Quelle est votre proposition pour l’éventuelle exposition universelle organisée à Paris en 2025 ?

Je la soutiens frénétiquement. J’ai été auditionné. Puisque c’est un projet qui est à l’échelle du Grand Paris, il repose beaucoup sur l’existant. On a tout un ensemble de sites qui pourraient servir d’espaces d’accueil pour des manifestations. Je pense à Saint-Cloud, à Poissy et à Vincennes, qui sont des lieux emblématiques.
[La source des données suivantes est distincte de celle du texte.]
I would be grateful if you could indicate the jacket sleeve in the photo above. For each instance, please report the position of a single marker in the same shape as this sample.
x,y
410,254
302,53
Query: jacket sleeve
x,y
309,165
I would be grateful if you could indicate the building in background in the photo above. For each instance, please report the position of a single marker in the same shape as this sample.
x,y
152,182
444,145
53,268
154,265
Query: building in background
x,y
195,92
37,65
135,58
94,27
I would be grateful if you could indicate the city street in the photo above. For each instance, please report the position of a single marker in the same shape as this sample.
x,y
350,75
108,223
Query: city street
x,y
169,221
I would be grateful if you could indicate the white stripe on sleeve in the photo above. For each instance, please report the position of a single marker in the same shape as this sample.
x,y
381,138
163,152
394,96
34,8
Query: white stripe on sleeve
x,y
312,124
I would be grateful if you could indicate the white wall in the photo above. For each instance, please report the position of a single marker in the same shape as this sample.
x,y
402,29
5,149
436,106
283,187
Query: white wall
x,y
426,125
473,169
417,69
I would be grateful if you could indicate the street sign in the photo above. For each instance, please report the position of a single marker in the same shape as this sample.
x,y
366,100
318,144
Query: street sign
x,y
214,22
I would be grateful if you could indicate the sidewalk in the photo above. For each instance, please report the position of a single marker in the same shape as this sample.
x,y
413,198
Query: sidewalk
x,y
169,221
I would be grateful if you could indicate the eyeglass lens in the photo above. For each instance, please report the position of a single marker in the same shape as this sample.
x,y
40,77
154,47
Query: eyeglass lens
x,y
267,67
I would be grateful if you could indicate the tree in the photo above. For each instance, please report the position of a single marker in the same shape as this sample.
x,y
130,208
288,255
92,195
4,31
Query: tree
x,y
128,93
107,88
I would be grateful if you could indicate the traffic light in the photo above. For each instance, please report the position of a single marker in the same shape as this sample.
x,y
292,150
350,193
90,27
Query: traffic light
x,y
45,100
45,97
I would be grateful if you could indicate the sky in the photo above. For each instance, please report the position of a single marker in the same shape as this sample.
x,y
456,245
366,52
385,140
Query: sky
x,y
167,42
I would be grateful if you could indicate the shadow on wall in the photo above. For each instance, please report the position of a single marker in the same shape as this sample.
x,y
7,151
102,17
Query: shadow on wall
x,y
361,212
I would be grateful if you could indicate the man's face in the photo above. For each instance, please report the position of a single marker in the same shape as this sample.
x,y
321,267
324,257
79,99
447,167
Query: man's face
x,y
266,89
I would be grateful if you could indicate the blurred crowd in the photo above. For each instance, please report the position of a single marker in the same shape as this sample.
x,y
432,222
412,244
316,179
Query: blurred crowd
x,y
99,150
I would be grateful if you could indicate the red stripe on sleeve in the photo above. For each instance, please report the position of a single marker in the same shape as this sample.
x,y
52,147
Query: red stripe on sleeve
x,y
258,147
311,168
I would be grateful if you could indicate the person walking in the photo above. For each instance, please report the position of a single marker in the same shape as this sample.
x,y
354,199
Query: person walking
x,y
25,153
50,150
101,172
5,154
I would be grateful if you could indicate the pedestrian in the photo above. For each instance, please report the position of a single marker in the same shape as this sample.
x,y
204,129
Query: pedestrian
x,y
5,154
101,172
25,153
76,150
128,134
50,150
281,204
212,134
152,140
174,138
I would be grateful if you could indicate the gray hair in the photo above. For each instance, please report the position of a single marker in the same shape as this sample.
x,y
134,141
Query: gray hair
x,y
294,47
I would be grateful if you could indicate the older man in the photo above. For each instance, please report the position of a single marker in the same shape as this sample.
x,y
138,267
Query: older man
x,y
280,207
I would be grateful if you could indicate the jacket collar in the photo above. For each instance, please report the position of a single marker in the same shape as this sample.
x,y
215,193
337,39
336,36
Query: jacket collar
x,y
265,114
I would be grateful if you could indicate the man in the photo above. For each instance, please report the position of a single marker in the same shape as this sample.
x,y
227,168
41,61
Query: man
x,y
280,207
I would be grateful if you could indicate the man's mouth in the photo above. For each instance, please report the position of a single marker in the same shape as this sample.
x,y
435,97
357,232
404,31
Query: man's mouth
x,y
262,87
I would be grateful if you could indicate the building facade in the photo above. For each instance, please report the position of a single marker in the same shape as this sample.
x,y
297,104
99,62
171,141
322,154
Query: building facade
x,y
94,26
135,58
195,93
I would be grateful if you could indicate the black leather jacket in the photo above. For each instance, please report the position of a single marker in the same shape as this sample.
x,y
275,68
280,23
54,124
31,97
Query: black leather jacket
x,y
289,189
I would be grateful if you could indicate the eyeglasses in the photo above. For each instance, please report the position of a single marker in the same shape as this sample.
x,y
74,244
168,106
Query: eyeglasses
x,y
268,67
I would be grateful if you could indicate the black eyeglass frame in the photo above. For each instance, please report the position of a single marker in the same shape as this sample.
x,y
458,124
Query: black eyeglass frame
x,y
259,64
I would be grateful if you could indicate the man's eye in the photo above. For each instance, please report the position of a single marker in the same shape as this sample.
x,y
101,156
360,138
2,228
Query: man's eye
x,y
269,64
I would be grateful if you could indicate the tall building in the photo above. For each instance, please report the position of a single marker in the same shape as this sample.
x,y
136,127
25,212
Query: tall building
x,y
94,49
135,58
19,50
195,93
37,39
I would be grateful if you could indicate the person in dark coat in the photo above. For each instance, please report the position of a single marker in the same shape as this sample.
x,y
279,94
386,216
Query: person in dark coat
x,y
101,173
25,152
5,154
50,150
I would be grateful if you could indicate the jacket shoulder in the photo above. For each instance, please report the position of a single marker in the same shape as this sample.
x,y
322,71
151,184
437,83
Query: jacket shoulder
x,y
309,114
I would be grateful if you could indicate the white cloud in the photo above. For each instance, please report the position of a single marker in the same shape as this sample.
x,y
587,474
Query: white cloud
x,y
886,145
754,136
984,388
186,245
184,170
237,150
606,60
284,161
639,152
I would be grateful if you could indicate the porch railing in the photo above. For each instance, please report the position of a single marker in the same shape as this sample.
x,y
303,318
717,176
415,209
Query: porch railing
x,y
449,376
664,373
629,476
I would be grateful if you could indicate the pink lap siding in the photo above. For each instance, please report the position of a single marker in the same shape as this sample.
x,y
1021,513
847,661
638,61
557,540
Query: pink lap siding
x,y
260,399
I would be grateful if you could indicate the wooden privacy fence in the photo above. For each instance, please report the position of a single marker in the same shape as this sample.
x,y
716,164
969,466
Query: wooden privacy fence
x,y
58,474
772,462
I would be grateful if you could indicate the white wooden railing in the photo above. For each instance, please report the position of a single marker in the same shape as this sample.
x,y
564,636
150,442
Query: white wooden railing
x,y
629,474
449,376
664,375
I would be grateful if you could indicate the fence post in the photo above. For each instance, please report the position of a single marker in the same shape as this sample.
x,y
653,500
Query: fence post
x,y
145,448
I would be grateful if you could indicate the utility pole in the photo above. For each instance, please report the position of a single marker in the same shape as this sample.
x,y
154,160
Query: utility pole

Par ailleurs, j’ai parlé aux autorités parisiennes d’un grand projet sur l’île de la Cité parce que je trouve qu’on ne comprend pas bien sa logique spatiale. D’autant plus qu’il y a énormément d’histoires à raconter avec la Sainte-Chapelle, la Conciergerie et les tours de Notre-Dame inscrits au Patrimoine mondial.

Nous travaillons également avec la Ville de Paris sur le projet de requalification de la place de la Bastille. La colonne de la Bastille est à notre charge et je voudrais qu’elle puisse être ouverte au public. Non pas à l’ascension car c’est trop dangereux et surtout trop exigu mais il y a malgré tout des parties extrêmement intéressantes à visiter. Et puis aussi expliquer au public ce qu’est cette place de la Bastille.

En conclusion, quelle est votre vision du patrimoine ?

Une conviction très forte que le patrimoine est quelque chose d’indispensable, un fort levier de transformations culturelles et sociales. Ce n’est pas du tout une chose du passé, au contraire, c’est une chose de l’avenir. Et justement, à la suite de ce qu’on appelle «l’esprit du 11 janvier», la politique patrimoniale a beaucoup à faire et à dire.